The title of his album is quite personal to him. It's derived from his Sierra Leonean middle name, "Bundu," which translates into "Wild."
"A lot of people will be waiting to hear something like that (YG song) and will be surprised, because it won't sound anything like that," said Claye, who also started his own clothing line. "YG, he has his own lane. We're two completely different artists, where we come from and what we do. Our vibes are a bit different and that will show.

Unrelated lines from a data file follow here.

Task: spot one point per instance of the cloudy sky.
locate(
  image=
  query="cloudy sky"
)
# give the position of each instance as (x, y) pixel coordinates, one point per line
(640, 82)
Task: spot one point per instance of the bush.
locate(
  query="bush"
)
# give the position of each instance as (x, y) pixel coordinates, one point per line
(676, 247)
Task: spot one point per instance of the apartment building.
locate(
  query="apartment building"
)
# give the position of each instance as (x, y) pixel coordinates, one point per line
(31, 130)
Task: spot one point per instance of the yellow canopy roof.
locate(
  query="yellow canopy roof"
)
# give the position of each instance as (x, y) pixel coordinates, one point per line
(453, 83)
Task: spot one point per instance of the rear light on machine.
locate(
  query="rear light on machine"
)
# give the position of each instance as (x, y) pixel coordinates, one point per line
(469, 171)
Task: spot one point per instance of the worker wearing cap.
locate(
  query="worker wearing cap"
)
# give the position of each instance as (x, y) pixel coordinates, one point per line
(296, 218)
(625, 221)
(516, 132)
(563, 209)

"I'm just letting people into my mind."
Here are some of the things to know as the U.S. championships begin Thursday:
All EYES ON: Galen Rupp, who's scheduled to go for his seventh straight national title at 10,000 meters amid allegations that his track coach Alberto Salazar encouraged him and others to skirt anti-doping rules. Rupp rose to fame on this track as a member of the Oregon Ducks.
SPRINT TIME: Tyson Gay and Tori Bowie are favorites in the men's and women's 100 meters, which begins Thursday. Justin Gatlin, who has an automatic bye to worlds in the 100 thanks to his Diamond League title, will simply be a spectator. "I'm a fan of the sport, so I will definitely be in the front row," Gatlin said.
THE HEAT IS ON: The temperature is supposed to be around 93 degrees Thursday and only drop into the mid-80s for the start of the 10,000 meters at 8:15 p.m. local time. Not too bad considering on Friday it's going to be near 100. Because of the heat, officials shuffled around some events, running the men's and women's 5,000 at an earlier time Sunday.
HAIR SHOW: Manteo Mitchell made his hair more aerodynamic for his 400-meter race Thursday, shaving the sides and cutting in a wave because he wants to "flow like water on the track." He calls his look the "Manty-hawk."